Llega a nuestras pantallas uno de los títulos más aclamados por la crítica en 2014 (obtuvo el Premio FIPRESCI de la sección Un Certain Regard en el pasado Festival de Cannes), protagonizado por Viggo Mortensen y dirigido por el argentino Lisandro Alonso.
Resultaría seductor apelar a la (sobre)adjetivación (hipnótico, subyugante, enigmático, osado…) ante un filme del profuso caudal semántico y simbólico de Jauja. Flaco favor haríamos a una de las mejores obras cinematográficas del agonizante año si nos limitásemos a ello: el quinto largometraje de Lisandro Alonso supone una experiencia sensorial, intelectual y cognitiva inagotable que apela de manera individual a su público (el visionado de Jauja entrañará una experiencia distinta para cada uno de sus espectadores).
Las películas de Alonso están recurrentemente canalizadas por itinerarios (los de los protagonistas de Los muertos o Liverpool y la búsqueda del capitán danés interpretado por Mortensen en la que nos ocupa, siempre con un destino u objetivo familiar), reflejo de la exploración formal de un cineasta siempre ávido de conquistar nuevos horizontes expresivos; búsqueda que llega a su punto álgido con el presente filme. Jauja deviene fascinante juego de espejos (los diálogos y personajes de cada una de las tres partes en que podemos segmentar su metraje resuenan y se reflejan en las restantes) en el que Alonso rastrea la posible reciprocidad entre Historia (el genocida imperialismo del ejército argentino durante la denominada Conquista del Desierto) y mitología, así como entre lo telúrico y lo onírico, correlación ya tanteada por el autor en La Libertad (2001), pero que no había alcanzado las significativas cotas que adquiere en este filme (la participación como coguionista del poeta Fabián Casas bien podría haber vigorizado el deslizamiento metafórico de la narración alonsiana).

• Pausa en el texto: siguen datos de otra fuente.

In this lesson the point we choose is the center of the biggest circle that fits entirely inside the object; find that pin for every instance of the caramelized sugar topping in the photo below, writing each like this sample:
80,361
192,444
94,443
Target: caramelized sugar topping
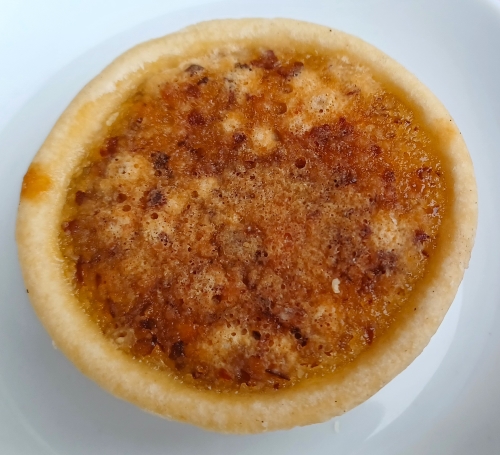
254,218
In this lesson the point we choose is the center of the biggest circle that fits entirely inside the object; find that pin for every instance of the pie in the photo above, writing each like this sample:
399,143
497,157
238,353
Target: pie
248,225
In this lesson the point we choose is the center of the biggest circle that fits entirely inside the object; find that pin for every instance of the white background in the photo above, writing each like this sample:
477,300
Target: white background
446,402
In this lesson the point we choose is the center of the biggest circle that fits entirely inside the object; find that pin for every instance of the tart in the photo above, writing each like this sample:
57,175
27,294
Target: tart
248,225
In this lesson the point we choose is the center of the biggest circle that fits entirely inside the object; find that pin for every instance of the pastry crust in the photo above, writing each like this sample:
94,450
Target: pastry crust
316,400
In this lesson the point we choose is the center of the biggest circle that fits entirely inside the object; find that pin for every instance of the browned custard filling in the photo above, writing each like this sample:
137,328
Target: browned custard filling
254,218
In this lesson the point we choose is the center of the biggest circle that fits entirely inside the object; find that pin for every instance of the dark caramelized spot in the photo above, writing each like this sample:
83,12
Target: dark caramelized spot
35,182
120,198
267,60
239,138
177,350
194,69
110,147
155,198
195,118
421,236
80,197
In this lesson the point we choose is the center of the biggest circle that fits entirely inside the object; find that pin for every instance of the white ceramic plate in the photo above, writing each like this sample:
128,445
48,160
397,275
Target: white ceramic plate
446,402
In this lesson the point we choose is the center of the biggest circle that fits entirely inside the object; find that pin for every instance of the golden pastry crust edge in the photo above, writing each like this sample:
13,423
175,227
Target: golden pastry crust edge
53,299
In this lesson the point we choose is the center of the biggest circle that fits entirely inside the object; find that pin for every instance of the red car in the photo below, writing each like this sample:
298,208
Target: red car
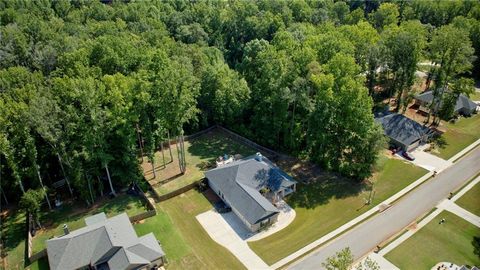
408,156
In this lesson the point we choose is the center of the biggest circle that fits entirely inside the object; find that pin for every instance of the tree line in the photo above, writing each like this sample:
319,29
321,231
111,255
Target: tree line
86,86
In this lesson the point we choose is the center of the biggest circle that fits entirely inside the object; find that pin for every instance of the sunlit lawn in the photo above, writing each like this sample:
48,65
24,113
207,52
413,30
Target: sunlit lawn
74,216
471,200
458,136
434,243
323,206
200,155
186,243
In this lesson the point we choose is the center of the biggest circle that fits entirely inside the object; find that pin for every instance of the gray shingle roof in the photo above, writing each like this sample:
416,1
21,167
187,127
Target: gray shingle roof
463,102
401,128
241,181
102,240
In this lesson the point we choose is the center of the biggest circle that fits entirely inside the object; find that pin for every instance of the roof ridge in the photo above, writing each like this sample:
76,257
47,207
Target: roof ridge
70,241
248,193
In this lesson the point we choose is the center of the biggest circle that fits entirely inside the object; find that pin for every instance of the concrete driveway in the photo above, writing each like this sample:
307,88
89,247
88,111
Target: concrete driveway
428,161
221,231
365,237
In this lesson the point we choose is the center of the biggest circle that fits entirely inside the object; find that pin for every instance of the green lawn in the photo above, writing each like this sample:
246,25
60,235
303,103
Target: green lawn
13,230
186,243
74,216
471,200
323,206
200,155
434,243
458,136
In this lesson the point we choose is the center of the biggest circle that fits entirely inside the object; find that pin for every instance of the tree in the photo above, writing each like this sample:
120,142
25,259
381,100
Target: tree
387,14
404,46
340,261
342,134
460,86
476,245
31,202
451,49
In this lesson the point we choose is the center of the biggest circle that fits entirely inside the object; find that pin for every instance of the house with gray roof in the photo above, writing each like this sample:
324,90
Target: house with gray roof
105,243
251,187
402,131
464,105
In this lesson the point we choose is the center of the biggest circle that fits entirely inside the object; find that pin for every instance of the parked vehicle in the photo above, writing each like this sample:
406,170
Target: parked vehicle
408,156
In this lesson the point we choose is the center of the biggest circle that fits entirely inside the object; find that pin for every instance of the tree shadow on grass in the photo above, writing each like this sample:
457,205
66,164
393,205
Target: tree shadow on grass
317,186
440,142
75,211
322,191
13,229
213,144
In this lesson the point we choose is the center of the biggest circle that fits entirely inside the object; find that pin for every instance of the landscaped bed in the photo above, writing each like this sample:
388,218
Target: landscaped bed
200,155
74,215
317,207
434,243
471,200
458,136
183,239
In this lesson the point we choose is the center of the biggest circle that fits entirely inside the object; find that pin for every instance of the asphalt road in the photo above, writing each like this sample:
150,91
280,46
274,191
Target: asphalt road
365,237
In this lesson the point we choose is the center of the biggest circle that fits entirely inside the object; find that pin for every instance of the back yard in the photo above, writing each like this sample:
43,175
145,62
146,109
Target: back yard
458,136
74,215
184,240
317,206
200,156
14,226
434,243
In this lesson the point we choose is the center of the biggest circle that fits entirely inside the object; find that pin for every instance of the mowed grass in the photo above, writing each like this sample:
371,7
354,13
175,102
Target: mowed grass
434,243
13,231
458,136
186,243
471,200
200,155
325,205
74,216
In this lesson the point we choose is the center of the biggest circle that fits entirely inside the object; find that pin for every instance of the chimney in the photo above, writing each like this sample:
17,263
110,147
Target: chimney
65,229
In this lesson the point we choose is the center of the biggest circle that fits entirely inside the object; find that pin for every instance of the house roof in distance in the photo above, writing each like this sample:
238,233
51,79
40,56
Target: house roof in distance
402,128
112,240
462,101
241,181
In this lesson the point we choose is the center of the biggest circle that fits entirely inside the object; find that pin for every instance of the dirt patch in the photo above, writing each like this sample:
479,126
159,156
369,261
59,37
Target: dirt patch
304,171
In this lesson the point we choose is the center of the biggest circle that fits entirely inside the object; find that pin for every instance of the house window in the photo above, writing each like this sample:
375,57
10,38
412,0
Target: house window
264,222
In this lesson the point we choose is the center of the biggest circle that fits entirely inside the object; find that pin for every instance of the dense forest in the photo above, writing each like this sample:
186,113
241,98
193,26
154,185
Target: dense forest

Obra radical y fulgurantemente disímil, Jauja compone un viaje interior y exterior a un mismo tiempo en el que, mientras la belleza plástica de sus saturadas imágenes cautiva el ojo del espectador, se examinan cuestiones antropológicas (la paternidad, la tenaz ansia de transcendencia del ser humano) y culturales (los mitos del Romanticismo, las pautas compositivas iconográficas convertidas en hegemónicas desde el Renacimiento) para erigirse en última instancia en lúcida reflexión metacinematográfica ―la imagen fílmica primigenia (el ratio 1.33:1), la subversión de los códigos genéricos del western (género de acción convertido por Alonso en espacio de lo metafísico y de la contemplación en el que priman las composiciones estáticas)― y metanarrativa que, mediante un inspirado giro, certifica que todas las narraciones son fruto de los sueños y fantasías del inconsciente colectivo de nuestra sociedad.